Is it hard? Yes! Eating is necessary to life, and imparts powerful, pleasurable sensations. My clients tell me that the sense of loss and craving can often mimic withdrawal from certain drugs. For the ‘horizontally challenged,’ strolling the Ocean City boardwalk, driving up Garfield Parkway, or walking down Rehoboth Avenue can be a distressing, saliva-generating experience. Why do you think they call it ‘comfort food!’

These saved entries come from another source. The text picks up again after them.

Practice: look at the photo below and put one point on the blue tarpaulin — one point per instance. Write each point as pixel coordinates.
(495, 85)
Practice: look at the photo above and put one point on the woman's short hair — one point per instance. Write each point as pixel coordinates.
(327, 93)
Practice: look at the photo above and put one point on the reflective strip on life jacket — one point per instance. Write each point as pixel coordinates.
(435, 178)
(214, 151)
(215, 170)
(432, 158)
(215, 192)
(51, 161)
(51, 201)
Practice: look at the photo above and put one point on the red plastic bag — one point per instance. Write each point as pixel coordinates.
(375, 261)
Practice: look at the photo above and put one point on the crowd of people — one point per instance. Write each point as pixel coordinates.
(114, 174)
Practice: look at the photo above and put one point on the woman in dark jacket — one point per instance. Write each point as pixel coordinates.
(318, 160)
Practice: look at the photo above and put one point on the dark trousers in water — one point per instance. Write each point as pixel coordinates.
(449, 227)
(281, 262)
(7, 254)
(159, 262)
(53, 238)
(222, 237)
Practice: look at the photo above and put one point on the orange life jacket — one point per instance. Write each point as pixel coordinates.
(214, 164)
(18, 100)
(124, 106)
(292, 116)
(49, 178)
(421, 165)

Dieting, with motivation, often does work in the short run. In the long run, though, it can never be a replacement for feeding your body no more fuel than what it needs to operate. There’s no short cut. You can’t starve yourself of carbs or fat, for example, and then, once you can’t stand it any longer, revert to your old ways. If anything, you’ll blow up bigger than before. There are people (of whom I stand in awe), who can starve themselves indefinitely, but the credit doesn’t go to the diet; it goes to their singular determination to establish a permanent lifestyle change.

In response to my online column, a reader emailed, ‘As a fitness training professional, one of the first things I teach my clients is that one cannot ‘starve’ fat off of the body. It must be burned off through increased exercise and a slight decrease in food intake. Far too often I see people who starve themselves on a diet and get absolutely nowhere. Their metabolic rate slows down, and, because they neglect exercise, they end up either not being able to lose any more weight or actually begin to put it back on.’ So, moderate exercise is crucial. You live (or vacation) in an exercise paradise. So go to it!

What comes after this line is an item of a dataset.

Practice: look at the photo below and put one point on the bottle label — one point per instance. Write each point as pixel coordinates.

Both psychologically and nutritionally, it’s best to continue eating the kinds of food that you currently like. Just reduce the portions. It’s not easy, but you can still enjoy life by eating well in smaller amounts. Ask yourself, ‘Do I want to experience life to its fullest, or perhaps live a shorter life with more health problems?’ I see clients who overeat because, deep down, they’re not so sure they care about life. This is an emotional issue that requires examination, which no diet can solve.

The old adage, ‘the dose makes the poison’ is true. It’s not food that kills you. It’s too much food. You, and your love of life—not the latest diet du jour—can work to achieve your target weight, once and for all.